Namun itu tidak bertahan lama, entah oleh sebab apa tangan Juan mengendur, menariknya hingga terlepas dari leher jenjang Sita.

"Akh! Kenapa gue gak bisa bunuh lo! Kenapa, hah?!" rutuk Juan.

Sontak saat cekikannya terlepas, Sita menjadi terbatuk-batuk, sesegera mungkin meraih leher jenjangnya yang terasa sakit.

Bisa dilihat Juan yang masik merutuki dirinya, bahu pemuda itu menatap di sudut dinding samping meja nakas panjang. Ternyata Juan menangis, terlihat dari bahunya yang bergetar serta suaranya yang berubah menjadi serak.

"Padahal-- padahal lo yang bunuh istri gue," lanjutnya.

Tubuh Juan merosot ke bawah, duduk menekuk lutut yang sekarang tangannya naik menjambaki rambutnya sendiri.

"Hidup gue sekarang gak berguna. Yang jadi semangat gue udah lo ambil, gue sendirian sekarang," tutur Juan menatap Sita dengan mata berembunnya.

Kepala Sita sedari tadi terus bergeleng, mencoba meyakinkan Juan bahwa bukan dirinya yang menjadi penyebab ketiadakan Maria.

"Gue gak ambil Maria dari lo, bukan gue yang bunuh Maria," elak Sita yakin.

Juan berdecih, dua tangannya diletakkan masing-masing diatas lutut. "Mana ada kan maling ngaku?"

"Tapi emang bukan gue yang buat istri lo mati, gue gak bunuh dia!" Sita menaikkan oktaf suaranya.

Hal tersebut mampu menarik lagi Juan untuk berdiri. "Kenapa gue harus percaya omongan bullshit lo?"

"Ya karna emang itu faktanya. Maria mati bukan karna gue, itu jalannya dia," tangis Sita makin kejar.

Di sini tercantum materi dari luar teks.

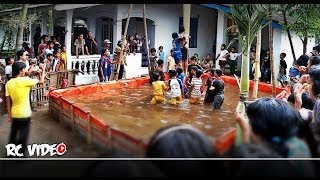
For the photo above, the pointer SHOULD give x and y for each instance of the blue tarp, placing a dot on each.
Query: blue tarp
(228, 10)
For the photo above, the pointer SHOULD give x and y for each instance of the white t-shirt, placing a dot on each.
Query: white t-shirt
(8, 70)
(175, 90)
(222, 55)
(197, 83)
(171, 62)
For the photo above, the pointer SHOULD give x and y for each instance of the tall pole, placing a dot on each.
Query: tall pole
(123, 42)
(273, 74)
(23, 16)
(257, 66)
(186, 24)
(146, 39)
(186, 20)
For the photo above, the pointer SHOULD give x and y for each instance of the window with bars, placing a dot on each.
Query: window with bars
(193, 31)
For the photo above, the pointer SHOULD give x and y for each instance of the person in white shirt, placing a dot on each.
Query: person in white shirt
(233, 57)
(170, 60)
(222, 57)
(8, 68)
(175, 88)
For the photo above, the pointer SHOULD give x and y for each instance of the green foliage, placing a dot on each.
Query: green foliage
(11, 23)
(249, 20)
(9, 6)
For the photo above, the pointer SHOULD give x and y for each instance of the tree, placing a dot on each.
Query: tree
(286, 9)
(10, 24)
(248, 20)
(9, 6)
(273, 73)
(304, 20)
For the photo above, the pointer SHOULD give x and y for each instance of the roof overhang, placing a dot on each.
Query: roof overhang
(227, 9)
(29, 7)
(61, 7)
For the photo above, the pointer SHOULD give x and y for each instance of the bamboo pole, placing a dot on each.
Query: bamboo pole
(273, 73)
(123, 42)
(186, 25)
(186, 20)
(89, 135)
(257, 66)
(146, 39)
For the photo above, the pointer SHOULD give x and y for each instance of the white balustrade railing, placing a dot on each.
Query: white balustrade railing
(86, 64)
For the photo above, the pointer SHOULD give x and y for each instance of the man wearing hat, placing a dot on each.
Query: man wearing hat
(107, 45)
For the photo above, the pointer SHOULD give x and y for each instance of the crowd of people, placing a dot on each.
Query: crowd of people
(287, 126)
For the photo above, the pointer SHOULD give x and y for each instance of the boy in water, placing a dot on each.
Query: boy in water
(218, 85)
(175, 87)
(188, 80)
(159, 88)
(159, 69)
(196, 83)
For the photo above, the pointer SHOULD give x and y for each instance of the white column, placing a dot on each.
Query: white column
(117, 27)
(68, 43)
(221, 34)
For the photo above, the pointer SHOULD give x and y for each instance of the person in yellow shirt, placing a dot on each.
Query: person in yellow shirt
(18, 103)
(159, 88)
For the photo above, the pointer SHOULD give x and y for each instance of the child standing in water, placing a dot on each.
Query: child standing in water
(218, 91)
(181, 76)
(196, 83)
(159, 88)
(161, 53)
(175, 87)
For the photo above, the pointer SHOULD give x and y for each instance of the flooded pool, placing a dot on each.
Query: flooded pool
(128, 109)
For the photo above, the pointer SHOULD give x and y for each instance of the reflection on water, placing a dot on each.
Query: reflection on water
(129, 110)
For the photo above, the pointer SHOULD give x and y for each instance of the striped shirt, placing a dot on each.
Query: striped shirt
(196, 83)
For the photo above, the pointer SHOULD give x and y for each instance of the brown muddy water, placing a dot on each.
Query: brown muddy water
(129, 110)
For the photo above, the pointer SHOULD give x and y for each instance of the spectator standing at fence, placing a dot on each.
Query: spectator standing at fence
(55, 42)
(91, 44)
(18, 103)
(23, 56)
(107, 45)
(43, 46)
(49, 49)
(80, 45)
(36, 41)
(26, 47)
(63, 62)
(8, 68)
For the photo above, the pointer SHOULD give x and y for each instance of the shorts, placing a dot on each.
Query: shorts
(158, 99)
(222, 63)
(175, 100)
(218, 101)
(184, 52)
(195, 100)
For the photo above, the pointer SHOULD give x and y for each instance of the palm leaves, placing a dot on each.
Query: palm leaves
(249, 20)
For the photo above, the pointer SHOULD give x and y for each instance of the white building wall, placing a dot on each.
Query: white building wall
(297, 45)
(276, 49)
(166, 19)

Juan menggeram keras bak hewan buas yang kelaparan. Dengan sekali hentakkan, Juan mencekal lengan Sita kuat. Matanya menatap lurus Sita di hadapan, tajam dan awas.

Sita sampai meneguk salivanya susah payah, namun jika ia terus diam begini, sampai kapan pun Juan akan terus menyalahkannya.

"Lo harus percaya kalo gue bukan penyebab kematian Maria, percaya sama gue," Sita mencoba meyakinkan Juan.

"Ash!" ringis Sita saat Juan semakin menguatkan cekalannya. "Lo tau, Juan, lo semakin terlihat gak berguna karna tingkah lo yang kayak banci ini," ujarnya sarkas.

Juan dibuat mendelik, wajahnya memerah karena emosi dalam dada semakin membara.

"Ulangi," titah pemuda itu.

"Lo kayak banci," ulang Sita.

Emosi Juan kini meluap, tangan yang mecekal pergelangan tangan Sita dilepas dan berganti meraih sebuah vas kecil untuk ia banting sebagai penyalur kekesalan diri.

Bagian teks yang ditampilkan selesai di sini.